Proving if $b^k = a$ and $\text{ord}(a) = n$ then $\text{ord}(b) = kn$.

Let $(G,e)$ be a group and $a \in G$ have finite order

$\quad \text{ord}(a) = n$

and let $\langle a \rangle$ denote the cyclic group generated by $a$.

Suppose for $b \in G$ and $k \ge 2$

$\quad b,\dots, b^{k-1} \notin \langle a \rangle$ and $b^k = a$

Then the order of $b$ is $kn$.

Proof

The order of $b$ must be a multiple of $n$ since $\langle a \rangle \subset \langle b \rangle$.

The order of $b$ must divide $kn$ since $b^{kn} = e$.
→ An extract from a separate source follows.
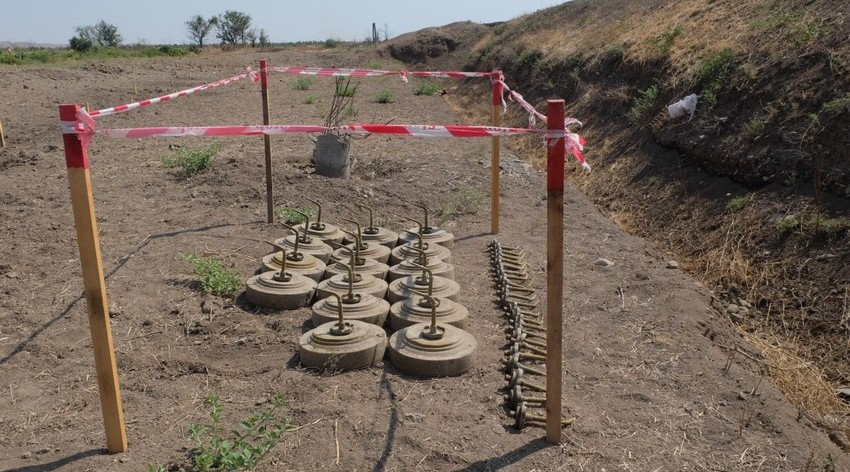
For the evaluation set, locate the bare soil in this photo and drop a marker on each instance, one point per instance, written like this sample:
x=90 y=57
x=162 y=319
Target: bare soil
x=657 y=377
All that remains is to identify $kn$ distinct elements in $\langle b \rangle$.

Consider the mapping

$\quad (u,v) \mapsto a^u b^v \quad \text{where } 0 \le u \lt n \land 0 \le v \lt k$

Our work will be complete if we can show that this mapping is injective. This is accomplished by using the fact that the $b^v$ can never be a non-trivial inverses for any elements in $\langle a \rangle$.
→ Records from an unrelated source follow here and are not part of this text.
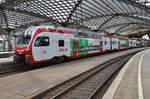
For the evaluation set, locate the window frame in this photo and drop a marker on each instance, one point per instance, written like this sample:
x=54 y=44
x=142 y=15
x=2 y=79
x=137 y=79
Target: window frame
x=40 y=45
x=61 y=43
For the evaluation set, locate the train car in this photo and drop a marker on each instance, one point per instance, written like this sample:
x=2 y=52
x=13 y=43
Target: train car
x=1 y=44
x=43 y=44
x=114 y=43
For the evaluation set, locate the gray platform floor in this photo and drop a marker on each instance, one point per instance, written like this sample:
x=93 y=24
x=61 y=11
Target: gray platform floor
x=5 y=60
x=133 y=81
x=28 y=84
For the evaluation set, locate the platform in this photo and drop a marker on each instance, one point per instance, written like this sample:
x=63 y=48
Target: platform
x=28 y=84
x=6 y=54
x=133 y=81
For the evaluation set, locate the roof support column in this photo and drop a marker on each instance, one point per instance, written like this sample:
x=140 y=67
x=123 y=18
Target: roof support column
x=7 y=34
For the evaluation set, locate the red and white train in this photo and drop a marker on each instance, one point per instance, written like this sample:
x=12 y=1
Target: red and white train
x=43 y=44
Suppose $a^u b^v = a^s b^t$ and $u = s$. Then $v$ must be equal to $t$.

So assume, without loss of generality, that $u \gt s$. Then we can write

$\quad a^w b^v = b^t$

with $0 \lt w \lt n$.

If $v = t$ we have a contradiction since $a$ has order $n$.
If $v \gt t$ we have a contradiction since we can't construct a non-trivial inverse.
If $v \lt t$ we have a contradiction since $b^{t-u} \notin \langle a \rangle$.

This completes the proof.

Is this a valid proof?

It seems fine to me but the reason for posting this question is I could not find this on the internet of math facts. I could not find this (fact?) as a duplicate question on this site or anywhere else.

So any links to the literature that uses this would be of interest.

Your proof is correct. A far shorter proof follows.

For $1\le x<kn$, $b^x\ne e$ since $$b^x=(b^k)^{\lfloor x/k\rfloor}b^{x\bmod k}=a^{\lfloor x/k\rfloor}b^{x\bmod k}$$ Either $x\bmod k>0$ and $b^x\not\in\langle a\rangle$ because the first factor is in $\langle a\rangle$ and the second is not, or $x\bmod k=0$ but $\lfloor x/k\rfloor\in[1,n)$ and $b^x=a^{\lfloor x/k\rfloor}\ne e$.

Yet it is easy to show that $b^{kn}=e$. Hence the order of $b$ is $kn$.